As usual, Harris’ lyrics are elusive. Instead of concrete words, utterances are drawn out of her like silken thread from an unwinding spool, tangling with fragments of Montgomery’s multi-tracked guitar. His composition feels as sprawling as Harris’ voice, but assumes a more jagged presence, his delayed riffs and brittle strums are the briny waves and sharp edge to Harris’ siren song. The more intertwined Montgomery and Harris’ mediums become, the higher and more beautifully they rise.
Arnold Dreyblatt & The Orchestra of Excited Strings
Arnold Dreyblatt: Excited Strings Bass
Konrad Sprenger: Percussion, Digitally Automated Guitar System
Joachim Schütz – Modified E-Guitar
Arnold Dreyblatt has been called “the most rock ‘n’ roll of all the composers to emerge from New York’s downtown scene in the 1970s.” Dreyblatt founded The Orchestra Of Excited Strings in 1979, harnessing unusual tuning intervals to an exuberant performance style.
Arnold Dreyblatt’s Orchestra of Excited Strings peforms in a 20-tone unequal tuning system based on the harmonic series. For the ensemble he has invented and modified musical instruments has developed new performance techniques. Dreyblatt’s tuning system is calculated from the third, fifth, seventh, ninth and eleventh overtones and their multiples. These mathematically related overones are heard as a tonal relation when they are transposed and sounded above a fundamental tone.
In 2009, Dreyblatt formed a new ensemble for concerts for Nymusikk in Oslo and the Impakt Festival in Utrecht with himself on Excited Strings Bass, Jörg Hiller on Percussion and "Motor-Guitar", Joachim Schütz on modified E-Guitar and Robin Hayward on Tuba. The ensemble grew out of many years of collaboration with Jörg Hiller as musician, music producer and recording engineer. This ensemble has continued to peform internationally at theSKIF Festival, St.
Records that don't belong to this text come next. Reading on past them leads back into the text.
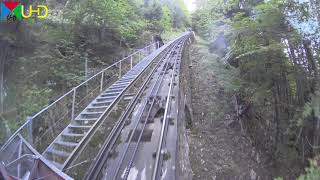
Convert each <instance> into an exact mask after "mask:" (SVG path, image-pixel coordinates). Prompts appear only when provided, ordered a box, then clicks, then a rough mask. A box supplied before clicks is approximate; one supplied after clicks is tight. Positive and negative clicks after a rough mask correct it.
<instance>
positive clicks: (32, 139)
mask: <svg viewBox="0 0 320 180" xmlns="http://www.w3.org/2000/svg"><path fill="white" fill-rule="evenodd" d="M32 120H33V119H32V117H29V116H28V117H27V121H28V125H27V128H28V139H29V143H30V144H33V137H32Z"/></svg>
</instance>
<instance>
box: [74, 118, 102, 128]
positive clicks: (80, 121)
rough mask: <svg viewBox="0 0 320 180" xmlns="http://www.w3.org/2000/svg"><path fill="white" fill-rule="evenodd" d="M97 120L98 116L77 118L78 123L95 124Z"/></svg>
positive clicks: (81, 125) (77, 122) (75, 119)
mask: <svg viewBox="0 0 320 180" xmlns="http://www.w3.org/2000/svg"><path fill="white" fill-rule="evenodd" d="M96 121H97V118H83V119H75V121H74V122H75V123H76V125H81V126H83V125H84V126H85V125H93V124H94V123H95V122H96Z"/></svg>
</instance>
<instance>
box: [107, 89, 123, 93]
mask: <svg viewBox="0 0 320 180" xmlns="http://www.w3.org/2000/svg"><path fill="white" fill-rule="evenodd" d="M122 91H123V89H108V90H107V91H106V92H107V93H112V92H118V93H120V92H122Z"/></svg>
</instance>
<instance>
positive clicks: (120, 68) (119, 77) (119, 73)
mask: <svg viewBox="0 0 320 180" xmlns="http://www.w3.org/2000/svg"><path fill="white" fill-rule="evenodd" d="M119 78H121V61H120V64H119Z"/></svg>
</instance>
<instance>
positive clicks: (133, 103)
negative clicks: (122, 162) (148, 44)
mask: <svg viewBox="0 0 320 180" xmlns="http://www.w3.org/2000/svg"><path fill="white" fill-rule="evenodd" d="M168 48H169V47H168ZM166 51H168V50H166ZM166 53H167V52H165V54H166ZM160 59H162V57H161V58H160ZM160 62H161V60H159V62H158V63H157V65H156V66H155V68H154V69H153V70H152V72H151V74H150V75H149V76H148V79H147V80H146V81H145V83H144V84H143V85H142V87H141V88H140V90H139V91H138V93H137V95H136V96H135V97H134V99H133V100H131V101H130V103H129V105H128V108H127V109H126V111H125V113H123V114H122V115H121V117H120V120H119V121H118V122H117V124H116V125H115V127H114V128H113V129H112V131H111V133H110V135H109V136H108V138H107V140H106V143H105V144H104V146H103V148H102V151H100V153H99V154H98V158H96V159H97V160H96V161H95V163H94V164H93V165H92V166H91V167H90V168H89V171H88V173H87V174H86V176H85V179H97V177H98V175H99V174H100V172H101V169H102V168H103V166H104V163H105V161H106V160H107V155H108V154H109V152H110V148H111V147H112V146H113V144H114V143H115V141H116V139H117V138H118V136H119V135H120V131H121V129H122V128H123V125H124V120H125V119H126V118H127V116H128V115H129V114H130V113H131V111H133V107H135V104H136V103H137V100H138V98H139V96H140V95H141V94H142V92H143V90H144V89H145V87H146V85H147V84H148V82H149V80H150V79H151V77H152V75H153V74H154V71H155V70H156V69H157V68H158V65H160Z"/></svg>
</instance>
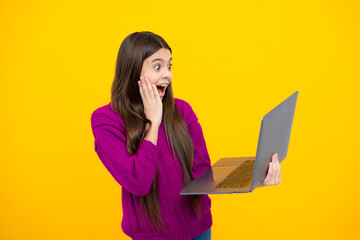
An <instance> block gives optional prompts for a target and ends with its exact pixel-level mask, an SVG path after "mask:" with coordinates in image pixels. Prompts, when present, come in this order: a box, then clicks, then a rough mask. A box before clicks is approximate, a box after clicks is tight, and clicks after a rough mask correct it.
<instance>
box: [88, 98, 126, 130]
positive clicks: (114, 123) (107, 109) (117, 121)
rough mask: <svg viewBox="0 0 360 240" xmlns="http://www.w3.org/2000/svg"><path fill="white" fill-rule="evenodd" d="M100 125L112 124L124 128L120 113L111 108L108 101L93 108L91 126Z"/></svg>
mask: <svg viewBox="0 0 360 240" xmlns="http://www.w3.org/2000/svg"><path fill="white" fill-rule="evenodd" d="M100 126H113V127H116V128H118V129H120V130H121V129H124V126H125V124H124V122H123V120H122V119H121V117H120V115H119V114H118V113H117V112H116V111H115V110H114V109H112V107H111V105H110V103H108V104H106V105H104V106H101V107H99V108H97V109H95V110H94V111H93V112H92V114H91V128H92V129H94V128H96V127H100Z"/></svg>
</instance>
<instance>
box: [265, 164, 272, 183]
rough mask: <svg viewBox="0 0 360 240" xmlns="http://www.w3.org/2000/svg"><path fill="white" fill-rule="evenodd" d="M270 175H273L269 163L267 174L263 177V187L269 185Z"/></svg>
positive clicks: (270, 175) (271, 170) (271, 166)
mask: <svg viewBox="0 0 360 240" xmlns="http://www.w3.org/2000/svg"><path fill="white" fill-rule="evenodd" d="M272 175H273V168H272V163H269V171H268V174H267V175H266V177H265V180H264V185H269V184H270V181H271V178H272Z"/></svg>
Petersburg; MMI Festival, Marseille; Face E Festival, Geneva and at the State-X/New Forms Festival in the Hague as well as in galleries and concert sites in Germany such as the Stadtgarten, Köln, Mex 21 Festival, Dortmund; Kunst als Klang Festival MANALESE editions and Neue Berliner Kunstverein and at the Berghain in Berlin as part of the MaerzMusik Festival.
The five ensemble pieces currently being performed are composed for “excited strings” bass, modified electric guitar, percussion, computer controlled mulit-channel guitar, Hammond Drawbar emulator and microtonal Tuba.